Messi, Pirlo, Hamsik e Totti quando il genio spegne la luce

Barça e Juve, Napoli e Roma: quanti problemi per gli infortuni degli uomini-faro

Messi, Pirlo, Hamsik e Totti quando il genio spegne la luce

Ci sono quelli che le ripartenze. Poi ci sono gli altri che la diagonale. Poi resistono quelli che l'intensità. Poi esistono quelli che fanno reparto da solo. E, infine, grazie a Dio, ci sono quelli bravi e basta. Fatti, non parole. Pirlo si ferma contro l'Udinese e si spegne la luce in casa Juventus. Totti è fuori da un po' di settimane e la chiesa della Roma, riportata da Garcia là dove doveva stare, non ha predicatori veri. Se poi anche Pjanic fa la riserva, amen. Il Barcellona perde il fenomeno vero Messi ma non ritorna in piedi con il fenomeno di plastica Neymar. Il Napoli deve usare Hamsik a singhiozzo e infila una serie nera da cui ha cominciato a tirarsi fuori l'altra sera. Il Milan dei tutti uguali tranne Balotelli, riscopre il gusto antico delle buone cose con il ritorno di Kakà, il quale appartiene alla tribù di cui sopra, quelli dai piedi buoni come usò e osò dire Fulvio Bernardini.

Totale: il calcio è un gioco, o giuoco, nel quale occorrono i portaborse, i badanti, i postini ma se manca l'artista, se al poeta viene preferito il dattilografo, il risultato è quello sotto gli occhi di tutti.

La flessione o involuzione tecnica del football italiano è stata causata anche da una scuola di allenatori che ha cancellato il ruolo del regista o rifinitore perché, ovviamente, costui prendeva e prende in mano il pallone e il pallino, smentendo le teorie da kamasutra del responsabile tecnico che ha disegnato sulla lavagna e riportato sul computer e sul block notes tutte le posizioni per sistemarsi sul campo. Dimenticando la prima, forse: saper giocare a pallone, toccarlo, colpirlo, di destro, di sinistro, di interno, di esterno, di collo pieno, di rabona, di passo doppio (Biavati), alla cilena (sforbiciata), tutta roba da vocabolario finito in soffitta o da memorabilia per gli appassionati del vintage.

Il quattro tre tre o quattro quattro due, e così le variazioni sul tema, sono formule intelligenti e necessarie ma senza l'idea, improvvisa, imprevista, elegante e raffinata si trasformano nel tipico schema calciobalilla, tutti in linea, vietato il dribbling, da evitare la rullata parrocchiale, possibili la veloce, lo staffile, il gancio.

Non scherzo, basta ascoltare la melodia che quasi tutti gli allenatori hanno imparato sui banchi di Coverciano o ascoltando i propri simili.
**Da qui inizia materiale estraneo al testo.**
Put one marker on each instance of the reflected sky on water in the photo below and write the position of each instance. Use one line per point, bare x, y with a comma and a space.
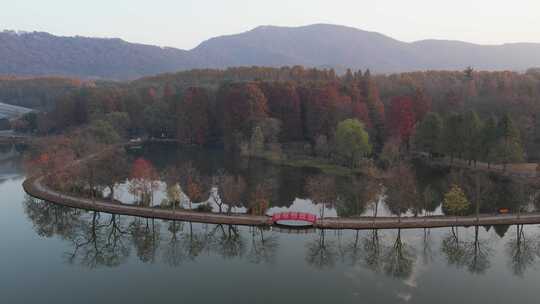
61, 255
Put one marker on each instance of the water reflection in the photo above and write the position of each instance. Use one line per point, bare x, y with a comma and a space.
211, 180
101, 240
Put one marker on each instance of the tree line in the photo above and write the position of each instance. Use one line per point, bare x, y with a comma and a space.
253, 109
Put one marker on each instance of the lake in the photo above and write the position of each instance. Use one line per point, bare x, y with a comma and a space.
60, 255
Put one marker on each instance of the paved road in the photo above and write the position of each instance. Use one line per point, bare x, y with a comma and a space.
36, 188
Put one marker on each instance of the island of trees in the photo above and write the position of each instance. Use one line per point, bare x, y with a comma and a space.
353, 123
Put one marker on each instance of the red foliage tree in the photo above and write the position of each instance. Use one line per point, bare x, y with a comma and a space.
144, 180
193, 117
284, 104
320, 104
361, 112
400, 119
421, 104
244, 104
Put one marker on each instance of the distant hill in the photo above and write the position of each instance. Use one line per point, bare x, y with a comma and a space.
319, 45
10, 111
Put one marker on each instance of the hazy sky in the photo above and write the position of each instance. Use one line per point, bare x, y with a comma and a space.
186, 23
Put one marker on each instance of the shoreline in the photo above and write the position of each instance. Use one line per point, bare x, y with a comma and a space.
34, 187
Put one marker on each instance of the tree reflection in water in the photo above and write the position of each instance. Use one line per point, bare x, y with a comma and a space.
263, 249
473, 254
50, 219
145, 234
103, 240
399, 259
320, 252
522, 251
100, 243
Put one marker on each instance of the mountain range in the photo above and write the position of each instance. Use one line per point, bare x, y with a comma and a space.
318, 45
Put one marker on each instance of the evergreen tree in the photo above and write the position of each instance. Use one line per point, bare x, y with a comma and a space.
489, 140
473, 128
453, 136
428, 134
509, 144
352, 141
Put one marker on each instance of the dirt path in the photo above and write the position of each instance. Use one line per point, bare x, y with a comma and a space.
34, 186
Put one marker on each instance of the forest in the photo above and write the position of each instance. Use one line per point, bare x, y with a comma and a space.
471, 115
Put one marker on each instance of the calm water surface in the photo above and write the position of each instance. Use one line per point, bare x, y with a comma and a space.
51, 254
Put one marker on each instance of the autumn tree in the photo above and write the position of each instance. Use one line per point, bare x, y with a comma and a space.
455, 201
231, 190
453, 136
472, 136
376, 111
192, 183
402, 193
400, 119
143, 181
509, 144
352, 141
489, 140
193, 117
320, 104
421, 104
284, 104
428, 134
243, 104
322, 191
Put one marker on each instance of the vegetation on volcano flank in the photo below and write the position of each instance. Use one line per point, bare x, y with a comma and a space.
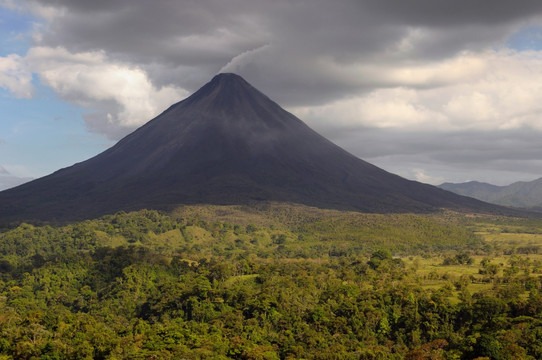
274, 282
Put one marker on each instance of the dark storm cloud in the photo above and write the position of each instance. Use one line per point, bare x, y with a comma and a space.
185, 43
498, 157
310, 52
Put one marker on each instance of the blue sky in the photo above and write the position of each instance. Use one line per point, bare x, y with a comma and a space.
429, 95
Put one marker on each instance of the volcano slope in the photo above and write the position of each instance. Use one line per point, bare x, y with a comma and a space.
226, 144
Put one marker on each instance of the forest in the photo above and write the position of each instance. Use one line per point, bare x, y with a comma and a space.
275, 282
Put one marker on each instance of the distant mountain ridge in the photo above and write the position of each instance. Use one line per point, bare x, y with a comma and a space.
525, 194
225, 144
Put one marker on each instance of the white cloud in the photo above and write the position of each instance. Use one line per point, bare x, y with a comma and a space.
494, 90
121, 96
15, 76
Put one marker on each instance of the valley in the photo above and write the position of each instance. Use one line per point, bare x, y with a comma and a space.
272, 281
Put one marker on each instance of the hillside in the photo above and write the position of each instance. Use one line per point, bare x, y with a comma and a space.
286, 282
226, 144
525, 194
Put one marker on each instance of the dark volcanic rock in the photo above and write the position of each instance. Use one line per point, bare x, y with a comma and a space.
226, 144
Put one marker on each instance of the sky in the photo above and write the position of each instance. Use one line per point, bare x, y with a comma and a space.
435, 91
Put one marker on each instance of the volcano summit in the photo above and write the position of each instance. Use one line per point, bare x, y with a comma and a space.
226, 144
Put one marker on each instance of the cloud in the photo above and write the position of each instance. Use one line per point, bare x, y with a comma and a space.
408, 85
15, 76
121, 95
8, 181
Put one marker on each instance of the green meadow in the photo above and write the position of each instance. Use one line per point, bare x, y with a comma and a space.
272, 281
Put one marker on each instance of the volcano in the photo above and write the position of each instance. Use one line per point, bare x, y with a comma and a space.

Ma il calcio senza Pirlo, senza Kakà, Totti, Messi che roba è? Dove sta l'imprevisto? Dove sta la giocata che nessuno si aspettava, primi fra tutti gli avversari?

C'è da chiedersi come mai anche i giurati del Pallone d'oro abbiano, negli anni, scelto goleador e giocolieri, fatta eccezione per le comica finale di Sammer, mentre i riconoscimenti per un portiere, Lev Jashin, e due difensori e leader, Beckenbauer e Cannavaro, fanno parte della sala d'onore dei capitani e campioni del mondo.

Dunque una vita da mediano, chiedendo scusa a Lele Oriali, può piacere a Ligabue e ai suoi fans, ma nel football, tolto il piacere, che cosa resta? Avete visto, per caso, il pubblico accompagnare con la ola una diagonale perfetta? O un raddoppio di marcatura? Il Signore ci protegga dalla contaminazione che sta rovinando il calcio trasformandolo in un circo di esibizionisti, nel look e nel frasario.

Pirlo, Totti e Kakà sommano oltre cento anni ma sono più giovani e freschi di certi loro sodali più giovani all'anagrafe e da villa arzilla per la genuinità del

loro calcio.

Se qualcuno preferisce gli sbarbati che corrono e fanno densità, con la loro intensità e il loro sacrificio allora si può capire perché gli ultimi siano beati. Personalmente preferisco i primi, anche a tavola.